Mercury (Hobart) - Magazine

ISLAND LIFE

SLIPPERY SUCKERS

- WORDS TRACY RENKIN PHOTOGRAPH­Y RICHARD JUPE

It’s a tricky business keeping 100,000 common brown garden snails exactly where they ought to be.

The slippery little suckers could give Houdini a run for his money with their art for escape according to a Tasmanian man who breeds them in his backyard for tucker.

“They just go crazy and find every little space and place they can get into and out of,” says Sandford helicultur­alist Alistair Primrose who runs snail farm La Perouse Escargot. “When it’s warm and wet thousands of them were escaping and they move a heck of a lot quicker than we realised they could.”

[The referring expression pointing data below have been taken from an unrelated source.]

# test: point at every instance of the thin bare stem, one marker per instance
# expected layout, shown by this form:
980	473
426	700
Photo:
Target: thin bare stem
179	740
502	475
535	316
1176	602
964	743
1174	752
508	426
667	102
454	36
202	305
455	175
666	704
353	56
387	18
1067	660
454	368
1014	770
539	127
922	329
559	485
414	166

This former botanist has spent many a two-hour stint in the evenings, stooped over with his head torch beaming, playing hide and catch.

But he hopes those nights are a thing of the past after recently travelling to the Cherasco Worldwide Institute of Snail Breeding in Italy to bring home some special snail netting he says is keeping his snails safely in their pen.

Primrose is one of three Tasmanian snail breeders and says demand for his fattenedup snails is so big he’s struggling to supply the quantities restaurant­s are asking for.

“So it’s important to keep them safe from predators. Every single one is precious,” he says.

Primrose keeps his snails in four 12m by 4m netted outdoor enclosures made up of Colorbond dug into the ground with shadecloth on top.

As an extra deterrent he’d added copper tape imported from Hong Kong but the clever critters still found a way to get out.

He’s just forked out $15,000 for helitex netting from Italy.

“It’s certainly making a massive difference,” he says.